3.10.2008, 00:00 Uhr

In dem 1919 erschienenen Roman laufen die ersten Berührungsängste zwischen einheimischen Slowenen und zur Arbeitssuche ins Land gekommenen Deutschen, der Dreißigjährige Krieg, eine missglückte Reformation und zwei Liebesgeschichten zusammen. Den Stoff für seinen Heimatroman hatte Tavcar auf vergilbten Papieren in einem Schrank seines als Alterssitz gekauften Bauernhofs Visoko gefunden. Schlüsselfigur ist der slowenische Reformator Primus Truber (1508-1586), dessen Bibelübersetzung für die slowenische Sprache und Literatur dieselbe Bedeutung hatte, wie Luthers für das Deutsche. Doch anders als in Deutschland erlag der Protestantismus in Slowenien fast restlos der Gegenreformation.

Der 87-jährige Werner Engel, Mitarbeiter der Fürther Geschichtswerkstatt, hat Tavcars Roman «zum Dank für alles, was ich in meiner Kriegsgefangenschaft trotz allem lernen konnte» übersetzt. Mehrere Jahre lang schenkte er Exemplare seiner Übersetzung den Abiturienten des Schliemann-Gymnasiums.

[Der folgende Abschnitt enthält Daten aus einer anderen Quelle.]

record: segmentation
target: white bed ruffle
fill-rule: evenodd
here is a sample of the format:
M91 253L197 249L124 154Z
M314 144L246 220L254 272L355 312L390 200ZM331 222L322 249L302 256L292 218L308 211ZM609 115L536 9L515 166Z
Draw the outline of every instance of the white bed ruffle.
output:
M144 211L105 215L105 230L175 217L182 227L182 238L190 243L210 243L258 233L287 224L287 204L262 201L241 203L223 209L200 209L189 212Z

Mit seiner Arbeit will Engel, öffentlich bestellter Übersetzer für Russisch und Serbokroatisch, für Deutsche den Einstieg in die Welt der Slawen erleichtern. Engel warnt: «Das überhebliche Abtun der Kulturen unserer west- und ostslawischen Nachbarn in unseren Schul- und Bildungsplänen hatte den Zweiten Weltkrieg zur Folge, und die Folgen unserer Ignoranz über die südslawischen Befindlichkeiten im Spannungsfeld zwischen Rom und Konstantinopel werden wir teuer bezahlen müssen.»

Ivan Tavcar: Die Chronik von Visoko, übersetzt und herausgegeben von Werner Engel, 3. überarbeitete Auflage, städtebilder fotoarchiv & verlag Fürth, ISBN 3-927 347-73-6, 18 Euro.